Deze literatuurstudie onderzoekt welke effecten er zoal aan cultuur worden toegeschreven en in welke mate die effecten in geld uit te drukken zijn. Daarbij wordt uitgegaan van een ruim welvaartsbegrip. Niet alleen directe werkgelegenheidseffecten en extra bestedingen van bezoekers en toeristen worden tot de maatschappelijke baten van cultuur gerekend, maar ook het bevorderen van geluk, welzijn en gezondheid en verbetering van het woonklimaat. Evenals sociale cohesie, veiligheid en leefbaarheid in de wijk, stimuleren van de vestigingsaantrekkelijkheid voor bedrijven en het bevorderen van onderwijsprestaties, innovativiteit, kennis en creativiteit.

Cultuur wordt in eerste instantie gedefinieerd als onderdeel van de creatieve bedrijfstakken, zoals door de Ministeries van OCW en Economie bedoeld in het onderzoeksprogramma Cultuur & Economie.

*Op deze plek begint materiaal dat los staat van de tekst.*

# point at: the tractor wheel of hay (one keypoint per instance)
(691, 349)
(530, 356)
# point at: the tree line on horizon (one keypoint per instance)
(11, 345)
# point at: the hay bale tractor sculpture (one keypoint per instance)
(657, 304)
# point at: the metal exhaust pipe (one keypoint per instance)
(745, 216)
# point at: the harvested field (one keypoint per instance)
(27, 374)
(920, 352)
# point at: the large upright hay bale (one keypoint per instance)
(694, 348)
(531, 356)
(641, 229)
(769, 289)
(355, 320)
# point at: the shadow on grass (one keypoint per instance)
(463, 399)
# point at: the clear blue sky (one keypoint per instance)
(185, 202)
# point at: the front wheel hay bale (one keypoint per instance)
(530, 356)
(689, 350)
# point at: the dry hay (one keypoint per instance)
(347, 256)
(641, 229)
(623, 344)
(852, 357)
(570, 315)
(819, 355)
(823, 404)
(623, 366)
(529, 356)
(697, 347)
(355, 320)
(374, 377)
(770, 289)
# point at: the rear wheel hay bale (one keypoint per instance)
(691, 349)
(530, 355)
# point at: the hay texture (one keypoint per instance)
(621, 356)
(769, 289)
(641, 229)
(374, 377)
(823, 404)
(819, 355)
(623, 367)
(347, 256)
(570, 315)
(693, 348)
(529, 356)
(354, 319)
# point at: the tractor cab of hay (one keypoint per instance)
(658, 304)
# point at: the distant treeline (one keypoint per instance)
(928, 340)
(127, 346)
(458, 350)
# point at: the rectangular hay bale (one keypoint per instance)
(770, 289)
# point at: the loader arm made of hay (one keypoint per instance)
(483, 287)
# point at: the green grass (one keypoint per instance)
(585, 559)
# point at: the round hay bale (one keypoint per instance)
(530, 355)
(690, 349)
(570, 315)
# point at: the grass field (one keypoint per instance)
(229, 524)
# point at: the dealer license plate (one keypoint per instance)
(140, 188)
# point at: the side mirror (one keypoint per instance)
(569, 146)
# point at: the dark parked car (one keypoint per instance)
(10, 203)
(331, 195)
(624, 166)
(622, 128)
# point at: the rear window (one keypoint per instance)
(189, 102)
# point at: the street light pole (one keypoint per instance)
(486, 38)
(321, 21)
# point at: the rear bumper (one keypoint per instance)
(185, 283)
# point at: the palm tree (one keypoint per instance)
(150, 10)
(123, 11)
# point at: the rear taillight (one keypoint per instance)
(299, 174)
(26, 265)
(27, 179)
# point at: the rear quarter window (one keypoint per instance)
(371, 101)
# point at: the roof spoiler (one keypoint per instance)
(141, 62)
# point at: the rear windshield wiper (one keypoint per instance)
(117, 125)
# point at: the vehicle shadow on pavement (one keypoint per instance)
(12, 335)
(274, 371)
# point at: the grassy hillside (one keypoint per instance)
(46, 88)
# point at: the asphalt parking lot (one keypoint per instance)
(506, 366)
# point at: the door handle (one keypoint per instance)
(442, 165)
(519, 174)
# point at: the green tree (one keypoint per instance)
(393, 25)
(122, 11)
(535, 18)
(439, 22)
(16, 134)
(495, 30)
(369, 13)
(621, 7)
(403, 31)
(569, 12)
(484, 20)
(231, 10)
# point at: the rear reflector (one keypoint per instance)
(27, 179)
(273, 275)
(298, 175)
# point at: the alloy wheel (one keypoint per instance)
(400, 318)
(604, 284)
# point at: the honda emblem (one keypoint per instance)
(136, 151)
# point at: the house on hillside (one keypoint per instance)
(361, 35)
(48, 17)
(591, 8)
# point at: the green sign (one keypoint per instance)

Alles wat buiten deze definitie van cultuur valt, zoals cultuur opgevat als een systeem van gedeelde normen en waarden, valt dus buiten de reikwijdte van deze literatuurstudie.

De interesse gaat hier echter niet uit naar die totale, ruim gedefinieerde, creatieve sector als inputfactor, maar naar een deel van de productie uit die sector; naar creatieve en culturele instellingen en uitingen zoals theaters, musea, festivals, monumenten, architectuur en cultuureducatie.